«La vocazione turistica legata allo sport è qualcosa su cui dobbiamo ragionare». E quindi «abbiamo supportato l’idea del centro federale del ghiaccio perché si sposa con la filosofia del territorio».
Parole del ministro dell’Economia Giancarlo Giorgetti che questa mattina, durante l’incontro a Palazzo Estense a Varese sugli enti locali nel futuro dell’Unione Europea organizzato nell’ambito del festival Glocal, si è soffermato nuovamente sulla possibilità di realizzare nel nostro territorio il centro federale degli sport del ghiaccio.
Rispetto alle altre città interessata al progetto, se «per Como penso a tante altre cose rispetto al centro federale del ghiaccio», invece «la concorrenza di Milano è seria, perché la grande metropoli affascina. Però se lo sport del ghiaccio vuole una madre e un padre, lo trova qui. Se vuoi essere coccolato vieni qua, se vuoi essere uno dei tanti vai da un’altra parte».

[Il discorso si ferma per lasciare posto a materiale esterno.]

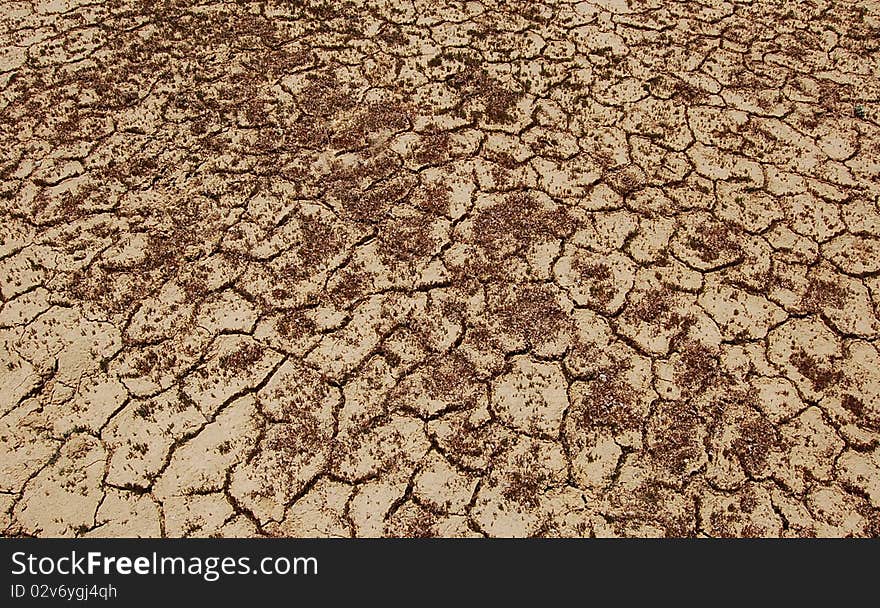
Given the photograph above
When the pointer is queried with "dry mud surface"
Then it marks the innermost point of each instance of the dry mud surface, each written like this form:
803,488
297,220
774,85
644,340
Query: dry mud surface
458,269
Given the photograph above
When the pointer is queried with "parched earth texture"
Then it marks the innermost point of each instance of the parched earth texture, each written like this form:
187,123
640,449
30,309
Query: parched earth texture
486,268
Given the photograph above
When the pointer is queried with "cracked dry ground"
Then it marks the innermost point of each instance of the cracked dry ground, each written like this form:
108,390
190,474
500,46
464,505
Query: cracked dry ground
456,269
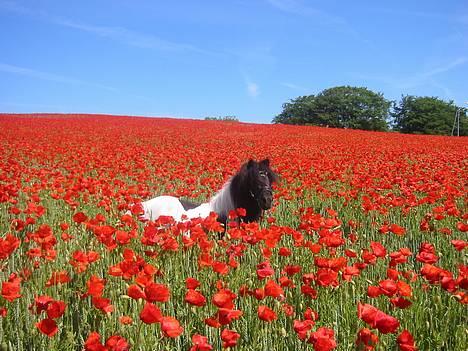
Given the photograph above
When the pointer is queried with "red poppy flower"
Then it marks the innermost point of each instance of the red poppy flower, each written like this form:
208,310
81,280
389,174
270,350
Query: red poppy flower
102,304
195,298
150,314
171,327
264,270
117,343
125,320
93,343
303,328
406,341
48,327
79,217
366,340
11,288
59,277
225,315
95,286
56,309
200,343
157,292
192,283
273,289
229,338
224,299
135,292
266,314
323,339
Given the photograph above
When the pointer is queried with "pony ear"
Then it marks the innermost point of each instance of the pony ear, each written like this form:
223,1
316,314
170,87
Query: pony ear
265,162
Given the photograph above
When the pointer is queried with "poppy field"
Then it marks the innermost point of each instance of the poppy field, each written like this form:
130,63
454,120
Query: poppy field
364,248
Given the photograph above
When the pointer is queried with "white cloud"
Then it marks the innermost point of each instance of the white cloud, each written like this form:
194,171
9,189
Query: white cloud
31,73
117,33
131,38
253,89
47,76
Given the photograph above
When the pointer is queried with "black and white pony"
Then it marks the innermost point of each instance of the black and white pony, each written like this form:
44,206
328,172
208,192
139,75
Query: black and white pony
250,188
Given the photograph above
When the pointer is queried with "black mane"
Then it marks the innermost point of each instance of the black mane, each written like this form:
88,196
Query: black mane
188,205
241,188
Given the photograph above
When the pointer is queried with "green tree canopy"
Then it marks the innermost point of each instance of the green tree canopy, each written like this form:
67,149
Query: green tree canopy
427,115
342,107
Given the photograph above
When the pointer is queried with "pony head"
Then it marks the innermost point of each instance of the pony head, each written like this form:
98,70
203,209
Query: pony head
260,178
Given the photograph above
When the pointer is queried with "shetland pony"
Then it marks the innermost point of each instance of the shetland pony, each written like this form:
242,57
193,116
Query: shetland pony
250,188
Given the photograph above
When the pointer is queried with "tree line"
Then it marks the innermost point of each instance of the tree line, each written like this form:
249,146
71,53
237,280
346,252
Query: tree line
361,108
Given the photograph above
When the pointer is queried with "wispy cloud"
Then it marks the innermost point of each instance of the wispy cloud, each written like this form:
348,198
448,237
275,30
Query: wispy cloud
7,68
116,33
446,67
320,17
52,77
297,7
294,86
253,89
131,38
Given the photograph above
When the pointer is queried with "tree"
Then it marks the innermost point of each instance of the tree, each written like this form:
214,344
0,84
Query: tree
341,107
427,115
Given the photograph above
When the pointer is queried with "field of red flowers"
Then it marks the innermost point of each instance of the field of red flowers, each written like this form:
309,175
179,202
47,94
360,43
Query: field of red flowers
364,249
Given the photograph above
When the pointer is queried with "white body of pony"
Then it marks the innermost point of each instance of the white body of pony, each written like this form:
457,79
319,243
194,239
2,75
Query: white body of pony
165,205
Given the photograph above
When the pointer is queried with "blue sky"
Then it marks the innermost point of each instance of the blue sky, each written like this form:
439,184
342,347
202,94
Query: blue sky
224,57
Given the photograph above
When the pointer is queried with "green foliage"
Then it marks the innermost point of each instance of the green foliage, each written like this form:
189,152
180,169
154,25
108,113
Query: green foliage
427,115
341,107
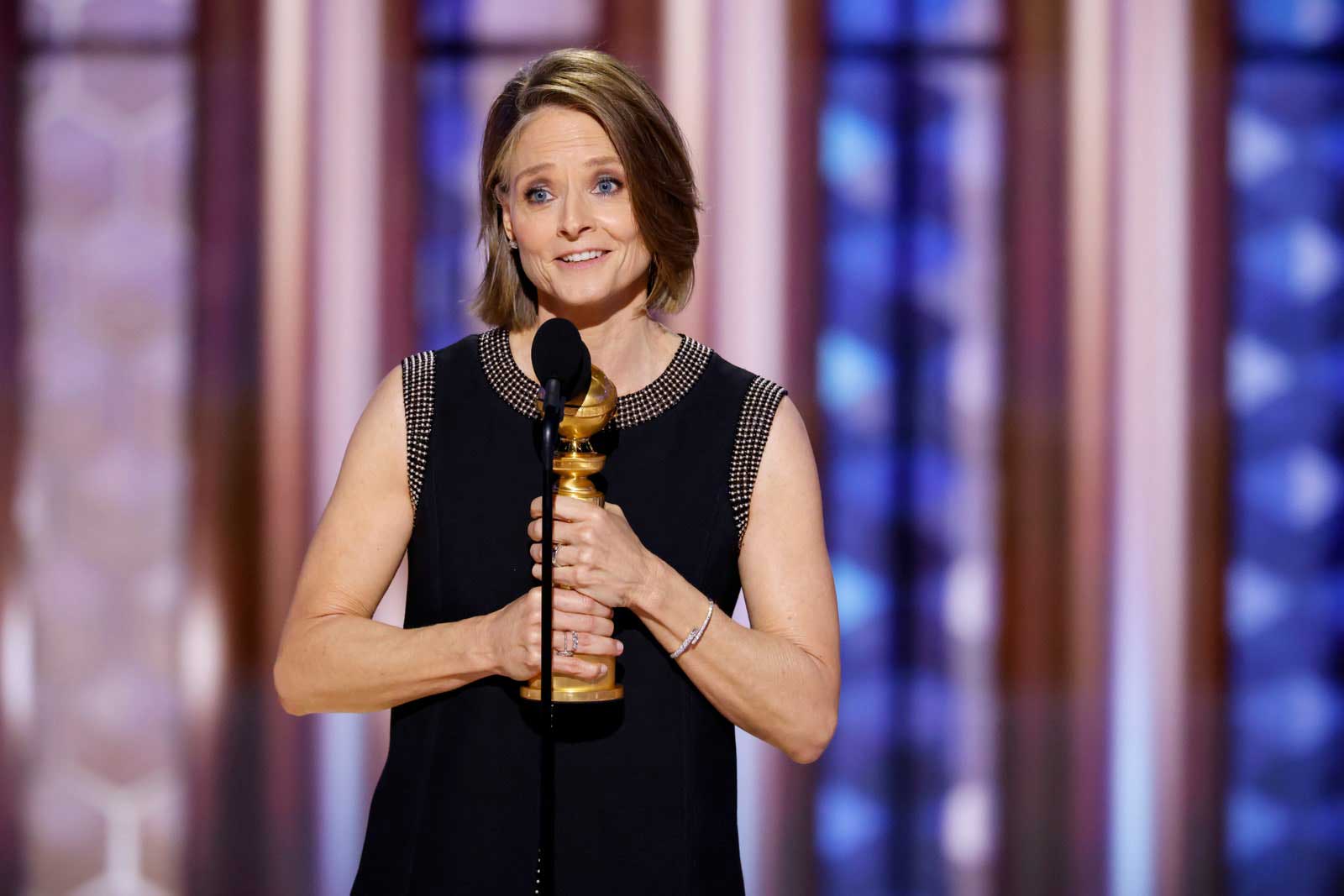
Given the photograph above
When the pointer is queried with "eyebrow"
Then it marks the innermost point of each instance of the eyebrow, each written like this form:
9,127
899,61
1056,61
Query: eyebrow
591,163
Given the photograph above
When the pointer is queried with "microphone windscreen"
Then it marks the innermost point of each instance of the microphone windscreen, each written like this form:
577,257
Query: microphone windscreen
558,352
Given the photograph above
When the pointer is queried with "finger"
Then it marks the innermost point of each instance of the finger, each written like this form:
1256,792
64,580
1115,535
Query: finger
575,668
564,532
580,604
581,622
589,642
575,510
566,577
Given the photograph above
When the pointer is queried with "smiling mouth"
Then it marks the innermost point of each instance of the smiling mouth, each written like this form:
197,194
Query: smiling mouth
575,259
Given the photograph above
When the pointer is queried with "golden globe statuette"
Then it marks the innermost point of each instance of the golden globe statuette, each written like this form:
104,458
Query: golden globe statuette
575,463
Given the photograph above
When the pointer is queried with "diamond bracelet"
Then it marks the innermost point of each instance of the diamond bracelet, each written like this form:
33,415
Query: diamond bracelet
691,640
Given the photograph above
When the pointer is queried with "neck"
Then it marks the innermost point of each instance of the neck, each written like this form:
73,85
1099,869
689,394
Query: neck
628,345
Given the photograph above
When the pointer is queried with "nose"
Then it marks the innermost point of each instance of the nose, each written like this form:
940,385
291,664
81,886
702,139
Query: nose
575,217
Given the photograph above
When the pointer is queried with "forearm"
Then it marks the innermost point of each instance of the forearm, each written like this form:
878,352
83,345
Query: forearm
344,663
761,681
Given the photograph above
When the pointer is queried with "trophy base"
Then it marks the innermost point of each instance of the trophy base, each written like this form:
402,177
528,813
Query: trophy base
600,694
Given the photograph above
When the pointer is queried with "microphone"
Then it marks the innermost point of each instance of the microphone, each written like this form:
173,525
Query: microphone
561,362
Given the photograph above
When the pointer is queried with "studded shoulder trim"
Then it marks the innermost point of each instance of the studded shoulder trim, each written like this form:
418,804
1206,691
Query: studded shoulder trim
521,392
418,401
759,409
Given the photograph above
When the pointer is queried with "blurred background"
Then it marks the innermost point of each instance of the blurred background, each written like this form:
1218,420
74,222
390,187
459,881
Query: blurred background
1057,284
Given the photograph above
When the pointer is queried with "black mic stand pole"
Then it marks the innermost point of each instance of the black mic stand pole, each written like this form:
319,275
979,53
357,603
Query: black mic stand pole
553,410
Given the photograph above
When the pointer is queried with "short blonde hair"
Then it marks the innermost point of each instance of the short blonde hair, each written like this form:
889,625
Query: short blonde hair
652,150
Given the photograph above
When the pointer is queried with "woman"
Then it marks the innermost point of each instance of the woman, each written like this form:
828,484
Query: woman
588,212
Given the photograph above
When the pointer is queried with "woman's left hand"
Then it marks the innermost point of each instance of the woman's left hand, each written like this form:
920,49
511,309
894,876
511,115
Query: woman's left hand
598,553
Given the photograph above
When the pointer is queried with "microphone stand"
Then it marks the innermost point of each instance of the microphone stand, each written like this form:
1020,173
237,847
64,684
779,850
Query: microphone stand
553,411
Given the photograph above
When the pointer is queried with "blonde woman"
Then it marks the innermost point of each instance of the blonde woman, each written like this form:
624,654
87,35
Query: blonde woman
588,212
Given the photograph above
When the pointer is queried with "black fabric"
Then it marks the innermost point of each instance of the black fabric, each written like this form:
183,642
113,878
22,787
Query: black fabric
647,786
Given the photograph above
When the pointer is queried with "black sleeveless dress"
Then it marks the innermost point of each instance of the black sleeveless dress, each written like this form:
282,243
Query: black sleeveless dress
645,786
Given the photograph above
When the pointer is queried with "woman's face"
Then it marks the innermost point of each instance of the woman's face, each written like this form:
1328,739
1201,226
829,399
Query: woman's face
569,210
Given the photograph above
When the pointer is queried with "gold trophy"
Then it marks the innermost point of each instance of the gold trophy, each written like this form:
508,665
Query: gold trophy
575,464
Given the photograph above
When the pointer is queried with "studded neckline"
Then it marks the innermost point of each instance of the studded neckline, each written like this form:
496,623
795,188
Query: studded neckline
667,389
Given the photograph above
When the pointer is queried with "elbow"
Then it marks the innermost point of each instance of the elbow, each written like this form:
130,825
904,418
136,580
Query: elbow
291,699
813,741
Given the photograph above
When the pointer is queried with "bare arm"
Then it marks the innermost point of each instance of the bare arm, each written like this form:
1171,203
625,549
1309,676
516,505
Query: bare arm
779,680
333,658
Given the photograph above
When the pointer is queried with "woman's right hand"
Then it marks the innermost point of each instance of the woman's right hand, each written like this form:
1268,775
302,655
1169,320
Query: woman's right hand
514,636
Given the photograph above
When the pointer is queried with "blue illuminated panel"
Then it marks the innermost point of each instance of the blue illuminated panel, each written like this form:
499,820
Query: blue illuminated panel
1285,584
911,149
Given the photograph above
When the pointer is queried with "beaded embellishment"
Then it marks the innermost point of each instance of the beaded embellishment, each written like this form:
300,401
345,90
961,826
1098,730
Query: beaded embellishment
638,407
418,399
759,409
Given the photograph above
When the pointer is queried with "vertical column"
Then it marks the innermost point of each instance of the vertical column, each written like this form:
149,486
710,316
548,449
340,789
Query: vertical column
104,461
689,92
15,629
346,358
1207,519
1090,269
1034,817
226,668
1152,775
286,324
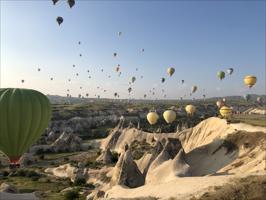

Giorgetti ha ricordato che «il tema coltivato da anni dello sport vogatorio ha creato una piccola isola che tutta Italia e non solo ci invidia, con il relativo indotto».
E ha ribadito che «chi decidere dovrà capire che qui questa disciplina troverà un padre o una madre adottivi. Con la possibilità di creare eventi collaterali, conoscenza territorio, promozione della nostra realtà».
Ad ascoltare Giorgetti in prima fila c’era un altro varesino, il presidente della Regione Lombardia Attilio Fontana. E sarà proprio la Regione a dover fare una scelta.
All’inizio della mattinata organizzata in collaborazione con Matteo Bianchi, anche il presidente della Provincia di Varese Marco Magrini si era soffermato sul tema: «È l’occasione per realizzare e mantenere viva una struttura. La sede non è un problema, Varese si è proposta con le sue conoscenze e competenze e chiediamo di essere presi in considerazione».
Giorgetti, in confronto con Norman Gobbi, consigliere di Stato della Repubblica del Canton Ticino, si è soffermato anche su quello che lui stesso ha definito il «tema più caldo» della legge di bilancio, ossia il «contributo da parte dei frontalieri che optano per il servizio sanitario nazionale italiano».
Per il ministro «il principio è sacrosanto». «Un principio di giustizia – ha insistito –. Su entità e modalità dobbiamo discuterne in sede regionale».
Come noto, «c’è una seria situazione relativa al reperimento di personale sanitario nelle zone di confine. Abbiamo la necessità di rendere più attrattivo il lavoro in ambito sanitario, non solo ma specialmente in queste aree».